Morningstar disappointed with ING decision
Morningstar says that ING’s decision to wind up its Enhanced Yield (EYF) and Credit Opportunities Fund (EYF) “is a disappointing development”.
Monday, December 15th 2008, 7:10AM
Earlier it put the COF onto “avoid” status and EYF has now joined it on that list. The research house says that “ING's approach makes sense, but investors now have no choice but to await further developments.”“We understand the rationale behind the decision to wind up COF, but are more disappointed about the EYF decision.”
The fund’s strategy invests mainly in New Zealand floating rate assets, including asset-backed securities, corporate notes, and preference shares.
“While ING has not been afraid to delve into lowly-rated credit securities, the firm had always stated that it intended to maintain investment-grade status overall – so Enhanced Yield should have been a reasonable long-term solution.”
“The deteriorating credit environment, rush towards government-guaranteed investments, and collateral damage to Enhanced Yield's reputation by its association with Credit Opportunities has seen Enhanced Yield's fund size almost halve to $27 million.

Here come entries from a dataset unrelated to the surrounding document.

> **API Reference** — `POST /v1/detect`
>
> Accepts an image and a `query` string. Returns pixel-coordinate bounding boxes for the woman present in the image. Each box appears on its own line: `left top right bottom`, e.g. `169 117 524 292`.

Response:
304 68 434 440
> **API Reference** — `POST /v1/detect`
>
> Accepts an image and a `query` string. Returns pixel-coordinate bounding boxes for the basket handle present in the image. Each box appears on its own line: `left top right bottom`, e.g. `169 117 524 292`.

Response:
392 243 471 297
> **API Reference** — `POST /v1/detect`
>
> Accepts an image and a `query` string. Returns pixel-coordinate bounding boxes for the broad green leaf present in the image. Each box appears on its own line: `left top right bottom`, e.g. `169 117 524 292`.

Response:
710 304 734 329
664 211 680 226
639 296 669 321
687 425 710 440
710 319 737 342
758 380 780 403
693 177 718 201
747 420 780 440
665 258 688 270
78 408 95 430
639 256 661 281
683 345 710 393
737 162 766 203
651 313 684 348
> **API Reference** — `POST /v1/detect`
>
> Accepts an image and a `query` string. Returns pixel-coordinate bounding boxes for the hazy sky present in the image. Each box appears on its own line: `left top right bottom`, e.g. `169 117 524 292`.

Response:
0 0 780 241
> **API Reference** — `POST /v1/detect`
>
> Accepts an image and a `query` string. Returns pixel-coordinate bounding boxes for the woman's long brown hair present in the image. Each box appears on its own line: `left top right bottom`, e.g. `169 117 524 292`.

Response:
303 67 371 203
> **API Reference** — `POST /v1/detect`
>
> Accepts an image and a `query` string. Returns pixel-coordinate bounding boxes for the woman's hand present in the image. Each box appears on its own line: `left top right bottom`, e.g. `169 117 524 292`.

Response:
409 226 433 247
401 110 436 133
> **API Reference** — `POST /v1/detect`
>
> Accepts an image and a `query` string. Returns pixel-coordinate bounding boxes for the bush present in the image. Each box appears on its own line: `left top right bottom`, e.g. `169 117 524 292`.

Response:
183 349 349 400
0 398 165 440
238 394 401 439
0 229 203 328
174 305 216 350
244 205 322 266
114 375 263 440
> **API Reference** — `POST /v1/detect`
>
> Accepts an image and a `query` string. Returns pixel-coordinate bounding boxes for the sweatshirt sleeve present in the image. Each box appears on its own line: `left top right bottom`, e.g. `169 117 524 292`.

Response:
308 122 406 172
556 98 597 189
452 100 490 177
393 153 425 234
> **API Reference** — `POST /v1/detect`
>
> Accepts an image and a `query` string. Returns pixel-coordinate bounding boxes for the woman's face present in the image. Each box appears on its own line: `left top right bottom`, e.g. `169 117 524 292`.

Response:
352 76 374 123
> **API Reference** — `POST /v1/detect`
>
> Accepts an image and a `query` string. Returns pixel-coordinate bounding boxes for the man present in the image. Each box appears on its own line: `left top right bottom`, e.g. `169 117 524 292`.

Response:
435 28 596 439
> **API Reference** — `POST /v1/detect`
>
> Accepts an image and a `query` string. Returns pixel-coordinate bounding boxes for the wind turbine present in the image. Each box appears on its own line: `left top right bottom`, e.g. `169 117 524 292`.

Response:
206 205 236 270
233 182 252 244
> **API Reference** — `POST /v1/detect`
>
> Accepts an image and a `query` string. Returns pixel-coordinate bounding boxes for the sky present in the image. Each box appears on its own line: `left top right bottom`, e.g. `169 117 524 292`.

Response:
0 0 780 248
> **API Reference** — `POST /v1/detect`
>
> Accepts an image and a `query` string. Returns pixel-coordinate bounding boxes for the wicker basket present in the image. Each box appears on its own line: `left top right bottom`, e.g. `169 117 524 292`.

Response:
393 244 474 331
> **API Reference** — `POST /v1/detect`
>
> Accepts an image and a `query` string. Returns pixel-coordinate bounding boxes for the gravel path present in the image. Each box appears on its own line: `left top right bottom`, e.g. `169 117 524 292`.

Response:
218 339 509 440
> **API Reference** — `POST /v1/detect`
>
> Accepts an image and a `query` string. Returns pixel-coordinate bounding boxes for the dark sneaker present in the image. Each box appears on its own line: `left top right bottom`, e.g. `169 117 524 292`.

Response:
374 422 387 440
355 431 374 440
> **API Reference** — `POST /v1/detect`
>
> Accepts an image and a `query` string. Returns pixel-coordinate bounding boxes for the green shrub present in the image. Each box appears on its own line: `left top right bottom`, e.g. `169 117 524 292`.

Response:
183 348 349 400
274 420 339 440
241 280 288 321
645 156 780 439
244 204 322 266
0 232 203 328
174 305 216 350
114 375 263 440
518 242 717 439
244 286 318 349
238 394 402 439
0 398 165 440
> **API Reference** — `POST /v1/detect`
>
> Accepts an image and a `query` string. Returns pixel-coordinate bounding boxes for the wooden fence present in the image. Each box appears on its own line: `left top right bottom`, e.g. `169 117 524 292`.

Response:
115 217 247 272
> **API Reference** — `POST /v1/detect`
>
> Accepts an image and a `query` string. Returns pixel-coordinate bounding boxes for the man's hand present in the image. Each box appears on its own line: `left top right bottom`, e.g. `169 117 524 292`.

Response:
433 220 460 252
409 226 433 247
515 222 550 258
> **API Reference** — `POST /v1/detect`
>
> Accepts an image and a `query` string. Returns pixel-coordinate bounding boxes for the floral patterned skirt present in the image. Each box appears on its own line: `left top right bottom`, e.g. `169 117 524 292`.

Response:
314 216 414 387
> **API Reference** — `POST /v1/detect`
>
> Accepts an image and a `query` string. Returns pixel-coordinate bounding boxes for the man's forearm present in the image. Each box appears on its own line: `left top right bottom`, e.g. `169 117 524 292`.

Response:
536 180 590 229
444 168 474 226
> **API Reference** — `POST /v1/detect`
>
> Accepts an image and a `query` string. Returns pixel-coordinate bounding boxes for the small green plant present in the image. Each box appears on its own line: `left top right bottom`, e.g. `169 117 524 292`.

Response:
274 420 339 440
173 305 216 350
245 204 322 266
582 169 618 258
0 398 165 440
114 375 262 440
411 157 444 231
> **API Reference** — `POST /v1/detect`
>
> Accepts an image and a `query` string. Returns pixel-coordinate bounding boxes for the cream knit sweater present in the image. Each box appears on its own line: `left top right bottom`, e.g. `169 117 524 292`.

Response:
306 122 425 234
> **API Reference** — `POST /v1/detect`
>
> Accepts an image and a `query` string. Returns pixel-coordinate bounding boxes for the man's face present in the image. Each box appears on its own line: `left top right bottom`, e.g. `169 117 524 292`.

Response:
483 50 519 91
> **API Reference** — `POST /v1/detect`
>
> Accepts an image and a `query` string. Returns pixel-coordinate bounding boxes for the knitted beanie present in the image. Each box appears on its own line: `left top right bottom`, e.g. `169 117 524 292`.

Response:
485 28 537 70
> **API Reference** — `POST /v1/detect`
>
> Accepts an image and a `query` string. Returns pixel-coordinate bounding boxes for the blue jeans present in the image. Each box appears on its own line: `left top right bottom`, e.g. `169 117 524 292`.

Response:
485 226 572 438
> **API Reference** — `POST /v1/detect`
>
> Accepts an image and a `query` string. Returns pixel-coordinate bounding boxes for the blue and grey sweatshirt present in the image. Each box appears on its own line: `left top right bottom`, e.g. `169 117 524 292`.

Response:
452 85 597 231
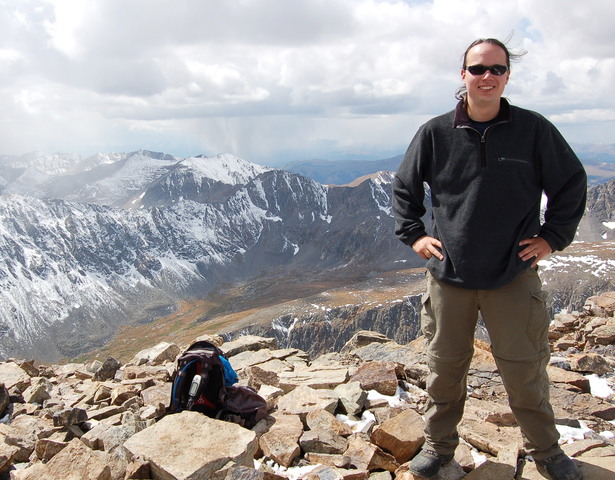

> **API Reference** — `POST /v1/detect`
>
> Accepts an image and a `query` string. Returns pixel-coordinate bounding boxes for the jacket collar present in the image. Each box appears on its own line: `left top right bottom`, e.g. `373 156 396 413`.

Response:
453 98 512 128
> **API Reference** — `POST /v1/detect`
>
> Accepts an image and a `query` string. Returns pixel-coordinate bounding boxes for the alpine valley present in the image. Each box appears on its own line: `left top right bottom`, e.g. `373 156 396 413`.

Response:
0 151 615 362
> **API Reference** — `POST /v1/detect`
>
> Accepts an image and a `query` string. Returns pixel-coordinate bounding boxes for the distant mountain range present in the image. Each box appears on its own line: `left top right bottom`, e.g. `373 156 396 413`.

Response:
0 151 615 361
281 144 615 185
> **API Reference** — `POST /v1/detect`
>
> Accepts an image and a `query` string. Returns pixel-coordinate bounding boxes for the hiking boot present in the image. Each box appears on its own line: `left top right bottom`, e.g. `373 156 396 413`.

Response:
410 450 454 478
536 452 583 480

The business case for leaving such a strategy open is also now significantly less attractive.”
Enhanced Yield has around 30% of its investments in private loans, which ING has indicated it will attempt to sell on to a third party without the need to do so at distressed prices. The outcome for Credit Opportunities will be very different. The illiquid nature of the majority of its holdings is likely to mean that it will take some time before investors receive any return of their capital.